In the 1990s, donor support was the key driver for the development of formal seed systems. In addition to the decentralization and capacity-building of public institutions for research and extension, the government developed and implemented a national seed policy framework throughout the 1990s (Figure 1B). The outcome was seed production and distribution increase, although it was impossible to fully meet the growing demand due to increased government extension programs' coverage after the decentralization (Gebreselassie, 2006). Arising from GR's realization, which began in earnest in the mid-1990s (Rohne Till, 2020) and continued agricultural growth (Berhanu and Poulton, 2014; Bachewe et al., 2015), the government embarked on a further formalization of the seed system, including the implementation of seed regulations. For instance, the government prioritized strengthening the formal supply of quality seeds of high-yielding plant varieties in almost all government policy documents7 on poverty reduction, food security, and agricultural growth and transformation until recently (Simane, 2008; Bishaw and Atilaw, 2016). One informant explained the 1990s government's seed system formalization and its constraints as follows:
“The 1990s green revolution was the main triggering effect toward genuine seed system formalization in Ethiopia. As a result, the use of improved varieties and certified seeds would have increased significantly. But the lack of investment incentives for private seed companies and government-pricing of seeds affected the supply of quality seeds based on real competition8.”
The statements from the above informants corroborate my analysis showing EPRDF resistance to seed sector liberalization and privatization and emphasis on government-led formal seed system development conforming to the developmental state model. The statements are also consistent with an explanation by one informant who described the failure of the World Bank support seed system project, especially the community-based seed production and distribution, which is one of the growing seed systems during the last decade, as discussed below. My informant said:
“EPRDF refused to privatize the ESE and preferred to use the community-based seed production scheme supported by the World Bank as out-growers for the ESE instead of helping them to become viable seed entrepreneurs. The current expanding seed producer cooperative approach in the intermediate seed system is not new. It is the same World Bank type of project, but the current one integrates business model and technical skill training of farmers in seed production and marketing9.”

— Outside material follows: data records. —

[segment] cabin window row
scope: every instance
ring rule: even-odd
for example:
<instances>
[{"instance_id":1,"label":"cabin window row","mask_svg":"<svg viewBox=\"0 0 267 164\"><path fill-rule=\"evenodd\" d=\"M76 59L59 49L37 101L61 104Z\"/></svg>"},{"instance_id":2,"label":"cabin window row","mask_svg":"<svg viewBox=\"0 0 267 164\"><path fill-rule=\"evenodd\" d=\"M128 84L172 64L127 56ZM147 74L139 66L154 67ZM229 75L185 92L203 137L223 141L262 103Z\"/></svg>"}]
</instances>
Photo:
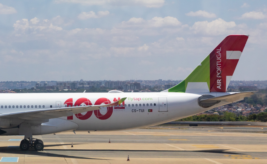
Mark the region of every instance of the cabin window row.
<instances>
[{"instance_id":1,"label":"cabin window row","mask_svg":"<svg viewBox=\"0 0 267 164\"><path fill-rule=\"evenodd\" d=\"M152 103L151 103L151 104L150 104L150 106L152 106L153 105ZM80 105L80 106L82 106L81 105ZM149 104L147 104L147 106L149 106ZM154 103L154 106L156 106L156 103ZM85 106L85 105L84 105L84 106ZM130 107L130 106L131 106L131 104L128 104L128 106ZM142 106L142 104L139 104L139 106ZM146 106L146 105L145 104L143 104L143 106ZM125 107L126 107L126 106L127 106L127 105L126 105L126 104L125 104L125 105L124 105L124 106L125 106ZM135 106L138 106L138 104L135 104ZM74 105L72 105L72 106L74 106ZM76 106L78 106L78 105L76 105ZM119 107L119 105L117 105L117 107ZM134 104L132 104L132 106L134 106ZM69 105L69 107L71 107L71 106L70 105ZM66 105L65 105L65 107L68 107Z\"/></svg>"},{"instance_id":2,"label":"cabin window row","mask_svg":"<svg viewBox=\"0 0 267 164\"><path fill-rule=\"evenodd\" d=\"M27 108L30 108L30 106L29 105L27 105L27 106L26 106L26 105L23 105L23 106L22 106L22 105L20 105L20 106L19 106L19 108L22 108L22 107L23 107L24 108L26 108L26 106L27 106ZM8 106L7 106L7 105L5 105L5 108L7 108L7 107L8 107ZM36 106L34 106L34 107L35 107L35 108L37 108L38 107L39 107L39 108L41 108L41 107L42 107L42 106L41 105L39 105L39 106L37 106L37 105L36 105ZM44 105L43 105L42 107L43 107L43 108L45 108L45 106ZM32 105L32 106L31 106L31 107L32 108L33 108L33 105ZM1 108L4 108L4 106L3 106L3 105L2 105L2 106L1 106ZM16 105L16 108L19 108L19 106L18 106L18 105ZM11 105L9 105L8 106L8 108L11 108ZM15 105L12 105L12 108L15 108Z\"/></svg>"}]
</instances>

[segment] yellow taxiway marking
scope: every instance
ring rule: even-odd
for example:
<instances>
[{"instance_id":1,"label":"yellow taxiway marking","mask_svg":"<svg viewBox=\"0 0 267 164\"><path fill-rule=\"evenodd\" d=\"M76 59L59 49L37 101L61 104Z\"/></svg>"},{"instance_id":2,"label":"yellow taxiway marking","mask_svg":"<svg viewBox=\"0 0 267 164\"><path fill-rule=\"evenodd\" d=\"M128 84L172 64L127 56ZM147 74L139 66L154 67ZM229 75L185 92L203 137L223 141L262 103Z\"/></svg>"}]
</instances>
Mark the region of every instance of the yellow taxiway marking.
<instances>
[{"instance_id":1,"label":"yellow taxiway marking","mask_svg":"<svg viewBox=\"0 0 267 164\"><path fill-rule=\"evenodd\" d=\"M221 145L220 144L217 144L217 145L219 145L221 146L225 146L225 147L228 147L229 148L230 148L231 149L236 149L236 150L239 150L240 151L245 151L245 150L241 150L241 149L236 149L236 148L234 148L233 147L230 147L230 146L226 146L225 145Z\"/></svg>"},{"instance_id":2,"label":"yellow taxiway marking","mask_svg":"<svg viewBox=\"0 0 267 164\"><path fill-rule=\"evenodd\" d=\"M223 128L222 127L219 127L221 129L223 129ZM214 130L208 130L208 131L214 131Z\"/></svg>"},{"instance_id":3,"label":"yellow taxiway marking","mask_svg":"<svg viewBox=\"0 0 267 164\"><path fill-rule=\"evenodd\" d=\"M223 156L225 156L225 157L252 157L250 155L223 155Z\"/></svg>"},{"instance_id":4,"label":"yellow taxiway marking","mask_svg":"<svg viewBox=\"0 0 267 164\"><path fill-rule=\"evenodd\" d=\"M215 161L214 161L211 159L209 159L209 158L204 158L204 159L206 160L207 160L209 161L210 161L211 162L213 162L214 163L216 163L216 164L223 164L223 163L222 163L219 162L218 162Z\"/></svg>"},{"instance_id":5,"label":"yellow taxiway marking","mask_svg":"<svg viewBox=\"0 0 267 164\"><path fill-rule=\"evenodd\" d=\"M232 159L260 159L257 158L247 158L246 157L231 157Z\"/></svg>"}]
</instances>

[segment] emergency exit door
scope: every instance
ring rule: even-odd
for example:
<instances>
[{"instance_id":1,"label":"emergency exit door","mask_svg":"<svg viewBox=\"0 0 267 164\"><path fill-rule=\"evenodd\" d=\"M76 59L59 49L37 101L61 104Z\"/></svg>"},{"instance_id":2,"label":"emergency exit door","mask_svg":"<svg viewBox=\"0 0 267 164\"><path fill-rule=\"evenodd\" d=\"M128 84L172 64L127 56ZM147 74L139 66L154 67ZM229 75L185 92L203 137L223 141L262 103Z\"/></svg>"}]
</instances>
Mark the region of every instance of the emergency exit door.
<instances>
[{"instance_id":1,"label":"emergency exit door","mask_svg":"<svg viewBox=\"0 0 267 164\"><path fill-rule=\"evenodd\" d=\"M166 97L159 98L159 111L168 111L167 98Z\"/></svg>"},{"instance_id":2,"label":"emergency exit door","mask_svg":"<svg viewBox=\"0 0 267 164\"><path fill-rule=\"evenodd\" d=\"M57 108L61 107L61 102L56 101L56 106Z\"/></svg>"}]
</instances>

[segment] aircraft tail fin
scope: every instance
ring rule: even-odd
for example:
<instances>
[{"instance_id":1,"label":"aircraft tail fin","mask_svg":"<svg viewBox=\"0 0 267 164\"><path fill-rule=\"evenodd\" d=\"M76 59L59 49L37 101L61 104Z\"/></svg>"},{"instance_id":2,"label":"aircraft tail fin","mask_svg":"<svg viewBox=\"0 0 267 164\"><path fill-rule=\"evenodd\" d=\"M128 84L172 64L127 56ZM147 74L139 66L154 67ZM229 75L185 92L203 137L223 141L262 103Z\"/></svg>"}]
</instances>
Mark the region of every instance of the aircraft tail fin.
<instances>
[{"instance_id":1,"label":"aircraft tail fin","mask_svg":"<svg viewBox=\"0 0 267 164\"><path fill-rule=\"evenodd\" d=\"M185 79L162 91L225 92L249 36L227 36Z\"/></svg>"}]
</instances>

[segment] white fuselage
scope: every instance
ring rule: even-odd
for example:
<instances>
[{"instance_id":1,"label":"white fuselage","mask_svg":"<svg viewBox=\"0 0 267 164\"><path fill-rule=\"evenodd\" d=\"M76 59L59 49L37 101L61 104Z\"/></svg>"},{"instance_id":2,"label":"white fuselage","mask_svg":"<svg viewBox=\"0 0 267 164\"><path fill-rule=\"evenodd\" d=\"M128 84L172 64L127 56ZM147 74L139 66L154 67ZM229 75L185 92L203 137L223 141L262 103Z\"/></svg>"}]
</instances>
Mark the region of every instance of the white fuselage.
<instances>
[{"instance_id":1,"label":"white fuselage","mask_svg":"<svg viewBox=\"0 0 267 164\"><path fill-rule=\"evenodd\" d=\"M218 96L216 95L216 93L210 93ZM227 93L220 93L220 95ZM70 105L104 104L99 103L112 103L118 99L127 97L124 103L119 106L109 107L108 110L106 107L98 111L78 114L77 116L74 114L72 116L50 119L48 122L42 123L42 125L58 127L53 130L51 130L53 129L52 127L48 128L49 130L46 130L44 128L42 130L40 127L42 126L40 126L41 123L38 124L38 120L24 121L31 123L33 135L73 129L88 131L118 130L167 122L216 107L203 108L199 106L197 99L201 95L198 94L167 92L2 94L0 94L0 113L62 107ZM106 101L97 101L101 98L105 98L101 100ZM72 100L70 99L71 98ZM96 104L97 102L98 104ZM3 119L0 119L0 126L2 128L8 128L8 123L10 124L10 128L14 127L18 125L16 123L14 123L17 120L10 120L9 123L8 120ZM70 125L69 128L66 127L69 125ZM3 129L8 131L2 135L17 135L16 128L13 129L10 129L9 131L6 129Z\"/></svg>"}]
</instances>

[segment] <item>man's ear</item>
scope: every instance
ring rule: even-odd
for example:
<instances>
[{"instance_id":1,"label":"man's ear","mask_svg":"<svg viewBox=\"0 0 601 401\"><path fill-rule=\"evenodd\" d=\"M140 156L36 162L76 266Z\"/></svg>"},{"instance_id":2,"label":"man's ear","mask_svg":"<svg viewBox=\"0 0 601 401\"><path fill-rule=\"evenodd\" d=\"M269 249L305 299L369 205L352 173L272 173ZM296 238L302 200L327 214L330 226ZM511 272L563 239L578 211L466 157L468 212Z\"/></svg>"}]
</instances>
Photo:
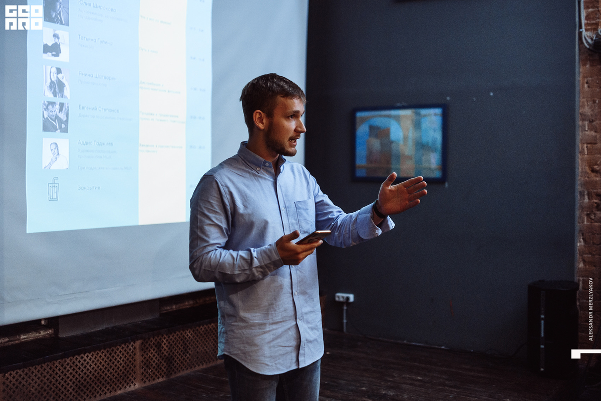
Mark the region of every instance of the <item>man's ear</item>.
<instances>
[{"instance_id":1,"label":"man's ear","mask_svg":"<svg viewBox=\"0 0 601 401\"><path fill-rule=\"evenodd\" d=\"M269 119L267 115L260 110L255 110L252 113L252 121L255 122L255 128L260 131L264 130L269 124Z\"/></svg>"}]
</instances>

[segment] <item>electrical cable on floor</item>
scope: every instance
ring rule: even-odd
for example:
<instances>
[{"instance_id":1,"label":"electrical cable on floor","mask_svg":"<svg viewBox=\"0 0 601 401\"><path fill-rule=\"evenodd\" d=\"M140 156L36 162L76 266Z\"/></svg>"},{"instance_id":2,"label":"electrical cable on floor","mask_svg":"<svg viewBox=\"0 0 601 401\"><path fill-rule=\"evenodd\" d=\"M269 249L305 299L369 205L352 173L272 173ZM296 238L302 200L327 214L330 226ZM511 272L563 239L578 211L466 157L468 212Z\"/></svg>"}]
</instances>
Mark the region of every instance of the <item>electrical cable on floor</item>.
<instances>
[{"instance_id":1,"label":"electrical cable on floor","mask_svg":"<svg viewBox=\"0 0 601 401\"><path fill-rule=\"evenodd\" d=\"M367 335L364 334L363 332L362 332L361 330L359 330L358 328L357 328L357 327L355 326L355 324L353 323L353 321L351 320L350 319L349 319L349 310L350 310L350 309L345 310L345 313L344 313L344 315L345 315L344 317L345 317L345 319L346 321L346 323L350 324L350 325L352 326L353 328L355 329L355 331L356 331L359 333L359 334L360 336L361 336L362 337L364 337L366 339L368 339L370 340L375 340L376 341L380 341L380 342L382 342L394 343L395 343L395 344L404 344L404 345L418 345L418 346L419 346L426 347L426 348L435 348L436 349L444 349L445 351L451 351L451 352L456 352L456 353L458 353L458 354L472 354L472 355L473 355L473 354L477 354L477 355L483 355L483 356L484 356L484 357L492 357L492 358L496 358L496 359L505 359L505 360L510 360L510 359L512 359L513 358L515 358L516 355L517 355L517 353L520 351L520 350L522 349L522 348L523 347L523 346L526 345L526 344L527 343L527 342L526 342L523 343L521 345L520 345L519 347L517 347L517 349L516 349L516 351L511 355L501 355L501 354L487 354L487 353L489 351L496 351L495 349L488 349L486 351L485 351L484 352L480 352L480 351L468 351L468 350L466 350L466 349L453 349L453 348L449 348L445 347L445 346L436 346L436 345L429 345L427 344L420 344L419 343L412 343L412 342L407 342L407 341L400 341L400 340L389 340L388 339L382 339L382 338L380 338L380 337L371 337L371 336L367 336ZM345 325L345 327L346 326L346 324L344 325ZM349 334L349 333L347 333L347 334ZM497 352L498 352L498 351L497 351Z\"/></svg>"}]
</instances>

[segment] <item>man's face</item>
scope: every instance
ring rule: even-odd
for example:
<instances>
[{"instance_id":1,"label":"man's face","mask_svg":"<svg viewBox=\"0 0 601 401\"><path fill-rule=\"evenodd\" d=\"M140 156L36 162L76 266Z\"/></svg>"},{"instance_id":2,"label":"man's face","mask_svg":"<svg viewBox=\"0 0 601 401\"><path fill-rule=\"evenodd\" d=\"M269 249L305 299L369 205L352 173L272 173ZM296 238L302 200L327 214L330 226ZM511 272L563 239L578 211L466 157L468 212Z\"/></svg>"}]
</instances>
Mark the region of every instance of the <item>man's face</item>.
<instances>
[{"instance_id":1,"label":"man's face","mask_svg":"<svg viewBox=\"0 0 601 401\"><path fill-rule=\"evenodd\" d=\"M304 113L302 100L278 96L273 115L267 118L265 131L267 148L282 156L296 154L296 140L307 131L300 120Z\"/></svg>"},{"instance_id":2,"label":"man's face","mask_svg":"<svg viewBox=\"0 0 601 401\"><path fill-rule=\"evenodd\" d=\"M56 106L49 106L47 111L48 118L50 119L54 119L54 118L56 116Z\"/></svg>"}]
</instances>

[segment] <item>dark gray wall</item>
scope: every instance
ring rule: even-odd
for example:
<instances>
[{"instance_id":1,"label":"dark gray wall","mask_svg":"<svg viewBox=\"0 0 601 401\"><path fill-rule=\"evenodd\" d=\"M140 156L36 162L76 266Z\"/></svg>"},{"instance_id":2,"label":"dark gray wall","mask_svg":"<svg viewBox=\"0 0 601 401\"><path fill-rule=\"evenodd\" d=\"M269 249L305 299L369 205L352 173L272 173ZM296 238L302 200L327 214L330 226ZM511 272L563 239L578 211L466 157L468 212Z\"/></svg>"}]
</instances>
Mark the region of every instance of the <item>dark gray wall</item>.
<instances>
[{"instance_id":1,"label":"dark gray wall","mask_svg":"<svg viewBox=\"0 0 601 401\"><path fill-rule=\"evenodd\" d=\"M350 332L510 353L527 285L575 275L577 20L565 0L310 2L306 165L352 211L352 110L448 105L448 179L396 228L319 249L326 326L352 292ZM453 304L451 313L451 303Z\"/></svg>"}]
</instances>

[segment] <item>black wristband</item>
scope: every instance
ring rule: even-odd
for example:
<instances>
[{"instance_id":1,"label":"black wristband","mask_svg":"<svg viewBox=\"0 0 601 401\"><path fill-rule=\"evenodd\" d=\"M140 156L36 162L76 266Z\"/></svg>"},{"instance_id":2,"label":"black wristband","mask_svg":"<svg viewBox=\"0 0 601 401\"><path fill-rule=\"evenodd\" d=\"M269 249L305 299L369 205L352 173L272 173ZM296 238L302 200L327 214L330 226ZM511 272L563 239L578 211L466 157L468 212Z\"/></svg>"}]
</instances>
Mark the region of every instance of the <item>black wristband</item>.
<instances>
[{"instance_id":1,"label":"black wristband","mask_svg":"<svg viewBox=\"0 0 601 401\"><path fill-rule=\"evenodd\" d=\"M371 210L374 211L374 213L376 214L380 219L386 219L386 216L385 214L382 214L379 210L377 210L377 207L376 206L376 202L377 202L377 199L376 199L376 202L374 202L374 205L371 207Z\"/></svg>"}]
</instances>

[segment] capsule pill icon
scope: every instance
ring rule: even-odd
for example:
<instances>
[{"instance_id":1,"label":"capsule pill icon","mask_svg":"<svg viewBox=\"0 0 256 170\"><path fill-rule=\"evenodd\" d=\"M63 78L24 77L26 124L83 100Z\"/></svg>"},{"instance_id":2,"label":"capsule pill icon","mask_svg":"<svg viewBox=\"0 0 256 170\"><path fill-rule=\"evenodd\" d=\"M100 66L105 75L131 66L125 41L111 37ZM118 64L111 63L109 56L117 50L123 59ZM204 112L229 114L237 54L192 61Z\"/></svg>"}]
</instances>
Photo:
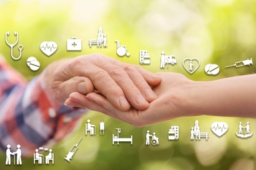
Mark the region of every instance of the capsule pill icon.
<instances>
[{"instance_id":1,"label":"capsule pill icon","mask_svg":"<svg viewBox=\"0 0 256 170\"><path fill-rule=\"evenodd\" d=\"M204 67L204 71L208 75L217 75L219 73L219 67L217 64L207 64Z\"/></svg>"},{"instance_id":2,"label":"capsule pill icon","mask_svg":"<svg viewBox=\"0 0 256 170\"><path fill-rule=\"evenodd\" d=\"M40 69L40 63L35 57L30 57L27 60L27 65L32 71L36 71Z\"/></svg>"}]
</instances>

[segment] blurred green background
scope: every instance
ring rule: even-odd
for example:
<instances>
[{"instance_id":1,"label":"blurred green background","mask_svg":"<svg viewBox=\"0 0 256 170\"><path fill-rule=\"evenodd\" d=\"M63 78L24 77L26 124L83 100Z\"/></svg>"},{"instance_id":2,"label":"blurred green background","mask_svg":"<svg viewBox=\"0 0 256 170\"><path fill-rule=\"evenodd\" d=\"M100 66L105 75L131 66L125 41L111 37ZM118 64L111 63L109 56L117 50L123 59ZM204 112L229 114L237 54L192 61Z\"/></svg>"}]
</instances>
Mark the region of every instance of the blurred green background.
<instances>
[{"instance_id":1,"label":"blurred green background","mask_svg":"<svg viewBox=\"0 0 256 170\"><path fill-rule=\"evenodd\" d=\"M236 75L252 74L255 66L225 69L235 61L252 58L256 61L256 1L251 0L93 0L93 1L4 1L0 2L0 52L9 63L28 80L49 63L65 58L102 53L123 62L140 65L139 52L147 50L151 64L142 65L152 71L181 73L194 80L212 80ZM100 27L107 35L108 48L93 46L89 39L96 39ZM22 57L14 61L5 35L19 33L18 44L24 48ZM66 40L77 37L83 41L83 50L67 52ZM130 57L116 54L115 40L126 46ZM47 57L40 50L41 42L54 41L57 51ZM17 46L14 54L18 54ZM161 52L175 55L177 64L160 69ZM41 68L32 72L26 64L30 56L40 61ZM199 69L193 75L182 66L186 58L198 58ZM217 76L204 73L207 63L217 63L221 72ZM246 88L246 87L245 87ZM203 103L202 103L203 104ZM246 109L245 109L246 112ZM158 114L158 113L156 113ZM242 112L241 114L243 114ZM104 136L98 131L95 137L85 135L87 119L97 126L101 119L106 125ZM208 131L208 141L190 141L190 128L198 120L202 131ZM226 122L229 129L219 138L211 131L215 121ZM54 165L33 165L32 158L23 158L21 167L5 167L4 153L0 154L1 169L255 169L256 137L241 139L235 135L239 122L249 121L256 132L256 120L250 118L213 116L182 117L142 128L136 128L102 114L90 112L85 115L71 135L52 147ZM171 126L179 126L177 141L167 140ZM123 137L133 135L133 145L112 144L115 128L121 128ZM146 146L146 130L155 131L158 146ZM77 152L71 163L64 158L73 144L83 137Z\"/></svg>"}]
</instances>

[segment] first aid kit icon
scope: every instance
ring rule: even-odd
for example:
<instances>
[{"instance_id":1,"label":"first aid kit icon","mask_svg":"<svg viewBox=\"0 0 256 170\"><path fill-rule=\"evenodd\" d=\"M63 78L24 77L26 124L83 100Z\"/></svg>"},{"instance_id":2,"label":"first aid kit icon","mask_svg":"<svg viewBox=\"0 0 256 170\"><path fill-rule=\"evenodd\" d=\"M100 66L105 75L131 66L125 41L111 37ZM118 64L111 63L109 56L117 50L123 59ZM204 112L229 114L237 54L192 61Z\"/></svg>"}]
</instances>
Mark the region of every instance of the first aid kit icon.
<instances>
[{"instance_id":1,"label":"first aid kit icon","mask_svg":"<svg viewBox=\"0 0 256 170\"><path fill-rule=\"evenodd\" d=\"M81 51L82 50L82 40L73 37L72 39L67 40L68 51Z\"/></svg>"}]
</instances>

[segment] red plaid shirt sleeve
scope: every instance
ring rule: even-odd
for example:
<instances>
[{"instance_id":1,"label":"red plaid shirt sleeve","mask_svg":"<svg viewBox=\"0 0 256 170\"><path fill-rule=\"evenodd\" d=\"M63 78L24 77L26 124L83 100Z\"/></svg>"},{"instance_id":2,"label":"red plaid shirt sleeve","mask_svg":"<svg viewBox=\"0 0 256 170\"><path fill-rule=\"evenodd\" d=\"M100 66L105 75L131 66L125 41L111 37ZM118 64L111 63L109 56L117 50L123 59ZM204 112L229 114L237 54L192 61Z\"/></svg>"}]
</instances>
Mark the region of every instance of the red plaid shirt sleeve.
<instances>
[{"instance_id":1,"label":"red plaid shirt sleeve","mask_svg":"<svg viewBox=\"0 0 256 170\"><path fill-rule=\"evenodd\" d=\"M27 82L0 57L0 147L20 144L23 155L69 134L87 110L56 105L41 76Z\"/></svg>"}]
</instances>

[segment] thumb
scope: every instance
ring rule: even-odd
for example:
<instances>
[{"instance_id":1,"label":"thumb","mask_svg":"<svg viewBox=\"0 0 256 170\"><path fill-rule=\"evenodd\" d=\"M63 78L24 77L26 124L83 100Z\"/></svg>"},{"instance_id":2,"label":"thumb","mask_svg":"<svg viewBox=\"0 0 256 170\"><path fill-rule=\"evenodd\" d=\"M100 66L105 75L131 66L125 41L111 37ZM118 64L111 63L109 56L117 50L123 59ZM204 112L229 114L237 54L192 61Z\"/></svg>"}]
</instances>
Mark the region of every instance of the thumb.
<instances>
[{"instance_id":1,"label":"thumb","mask_svg":"<svg viewBox=\"0 0 256 170\"><path fill-rule=\"evenodd\" d=\"M64 103L70 94L79 92L87 94L94 92L95 88L91 80L85 76L74 76L60 84L60 93L62 101Z\"/></svg>"}]
</instances>

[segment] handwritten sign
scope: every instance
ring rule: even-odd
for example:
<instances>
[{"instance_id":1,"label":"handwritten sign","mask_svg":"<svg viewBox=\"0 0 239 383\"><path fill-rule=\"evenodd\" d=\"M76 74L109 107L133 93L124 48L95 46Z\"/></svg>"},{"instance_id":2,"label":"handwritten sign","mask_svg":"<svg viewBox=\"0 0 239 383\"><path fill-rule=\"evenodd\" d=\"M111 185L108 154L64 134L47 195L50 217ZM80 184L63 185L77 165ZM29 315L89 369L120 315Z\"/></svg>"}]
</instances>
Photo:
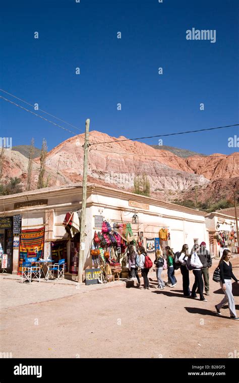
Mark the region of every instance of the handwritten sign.
<instances>
[{"instance_id":1,"label":"handwritten sign","mask_svg":"<svg viewBox=\"0 0 239 383\"><path fill-rule=\"evenodd\" d=\"M86 285L94 285L98 283L100 269L87 269L85 272Z\"/></svg>"},{"instance_id":2,"label":"handwritten sign","mask_svg":"<svg viewBox=\"0 0 239 383\"><path fill-rule=\"evenodd\" d=\"M21 228L22 227L22 215L13 216L13 234L19 234L21 233Z\"/></svg>"},{"instance_id":3,"label":"handwritten sign","mask_svg":"<svg viewBox=\"0 0 239 383\"><path fill-rule=\"evenodd\" d=\"M148 204L141 203L137 202L135 201L129 201L129 206L132 206L134 208L138 208L139 209L144 209L145 210L149 210L149 205Z\"/></svg>"},{"instance_id":4,"label":"handwritten sign","mask_svg":"<svg viewBox=\"0 0 239 383\"><path fill-rule=\"evenodd\" d=\"M47 200L33 200L32 201L24 201L22 202L17 202L14 204L14 209L22 209L23 208L35 208L37 206L47 205Z\"/></svg>"},{"instance_id":5,"label":"handwritten sign","mask_svg":"<svg viewBox=\"0 0 239 383\"><path fill-rule=\"evenodd\" d=\"M3 254L3 258L2 261L2 268L7 269L8 266L8 254Z\"/></svg>"},{"instance_id":6,"label":"handwritten sign","mask_svg":"<svg viewBox=\"0 0 239 383\"><path fill-rule=\"evenodd\" d=\"M0 229L11 229L12 220L10 218L0 218Z\"/></svg>"}]
</instances>

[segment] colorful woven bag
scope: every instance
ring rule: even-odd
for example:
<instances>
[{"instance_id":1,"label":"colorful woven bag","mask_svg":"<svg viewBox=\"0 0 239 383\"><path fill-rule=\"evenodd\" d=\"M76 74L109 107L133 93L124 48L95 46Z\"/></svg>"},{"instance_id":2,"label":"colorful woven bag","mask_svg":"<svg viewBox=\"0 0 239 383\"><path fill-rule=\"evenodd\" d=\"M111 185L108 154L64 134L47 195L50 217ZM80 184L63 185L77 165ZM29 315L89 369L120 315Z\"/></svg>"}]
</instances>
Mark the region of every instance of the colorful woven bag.
<instances>
[{"instance_id":1,"label":"colorful woven bag","mask_svg":"<svg viewBox=\"0 0 239 383\"><path fill-rule=\"evenodd\" d=\"M95 243L99 243L100 242L99 238L98 235L97 235L96 231L95 231L95 233L94 234L94 242Z\"/></svg>"},{"instance_id":2,"label":"colorful woven bag","mask_svg":"<svg viewBox=\"0 0 239 383\"><path fill-rule=\"evenodd\" d=\"M110 244L111 244L110 243L110 239L109 239L109 238L108 238L108 236L107 235L107 234L103 234L103 236L104 237L104 239L105 240L105 242L106 242L106 243L107 243L107 245L110 245Z\"/></svg>"}]
</instances>

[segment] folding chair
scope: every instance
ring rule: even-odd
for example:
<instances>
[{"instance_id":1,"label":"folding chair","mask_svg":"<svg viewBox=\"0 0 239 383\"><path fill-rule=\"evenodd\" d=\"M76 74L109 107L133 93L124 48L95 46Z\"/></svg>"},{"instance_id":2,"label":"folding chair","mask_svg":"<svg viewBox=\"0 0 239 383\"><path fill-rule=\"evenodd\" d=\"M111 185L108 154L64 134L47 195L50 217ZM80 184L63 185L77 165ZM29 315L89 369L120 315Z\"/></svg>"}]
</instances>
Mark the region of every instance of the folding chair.
<instances>
[{"instance_id":1,"label":"folding chair","mask_svg":"<svg viewBox=\"0 0 239 383\"><path fill-rule=\"evenodd\" d=\"M38 282L40 281L41 269L38 266L33 266L31 261L34 261L35 259L29 258L28 261L22 263L22 282L23 278L25 278L25 282L28 281L31 283L33 279L37 279Z\"/></svg>"},{"instance_id":2,"label":"folding chair","mask_svg":"<svg viewBox=\"0 0 239 383\"><path fill-rule=\"evenodd\" d=\"M64 278L65 271L65 259L59 260L58 263L54 263L53 265L49 265L48 267L47 273L46 273L46 279L48 280L49 277L52 277L54 278L54 272L57 271L57 280L59 279L61 277Z\"/></svg>"}]
</instances>

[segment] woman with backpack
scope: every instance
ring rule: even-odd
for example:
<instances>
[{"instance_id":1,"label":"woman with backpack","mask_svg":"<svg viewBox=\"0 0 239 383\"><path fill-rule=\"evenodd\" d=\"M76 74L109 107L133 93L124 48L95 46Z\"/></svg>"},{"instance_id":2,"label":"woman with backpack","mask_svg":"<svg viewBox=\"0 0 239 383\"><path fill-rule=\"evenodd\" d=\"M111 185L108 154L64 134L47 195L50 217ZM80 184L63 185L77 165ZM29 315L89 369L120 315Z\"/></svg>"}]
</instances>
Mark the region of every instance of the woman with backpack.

In agreement with Chinigò (2014), who examined the case of land administration in Ethiopia, my analysis shows that the decentralization of agricultural research and development is mainly an institutional expansion for strengthening the already hierarchical system of local administration and thereby extending the federal government's power to regions. In the seed sector, stringent federal regulations and centralized planning and control continued even after the decentralization of plant breeding, seed production, certification, and marketing in favor of the public seed sector. The EPRDF government resisted privatizing nearly all economic sectors, including land (Crewett et al., 2008), finance, and agriculture, for example, parastatal seed companies (Ojo and Ramtoolah, 2000; World Bank, 2003). Despite ideological differences between EPRDF and its donors10 about the role of the private sector in economic development, Ethiopia has been a significant recipient (about USD 26 billion during the first two decades) of international development aid (Feyissa, 2011). Examined through Leach et al.'s (2020) food institution approach, we see the developmental state model overriding donors' neoliberal conditionalities to implement a competitive free market economy. According to Feyissa (2011) and Clapham (2018), EPRDF shielded Ethiopia from “neoliberal pressure” by playing a “sovereignty card” and placing itself diplomatically as a force for regional stability in an “unstable” region and as a leading partner in the Global War on Terror, for example as the largest contributor of troops (over 8,000) to UN peacekeeping. With the sovereignty narrative, which embodies power (Leach et al., 2020), and skillful negotiating strategy, Feyissa (2011) and Clapham (2018) argue that EPRDF buffered neoliberal influences. Seen through the food institution lens, donors' willingness to continue supporting Ethiopia is all about Cold War geopolitics and state alliances. Similarly, the EPRDF government's need for financial assistance did not mean that its political and economic development interests were the same as Western countries. As Feyissa's (2011) study shows, national sovereignty on policymaking and implementation was a priority for EPRDF.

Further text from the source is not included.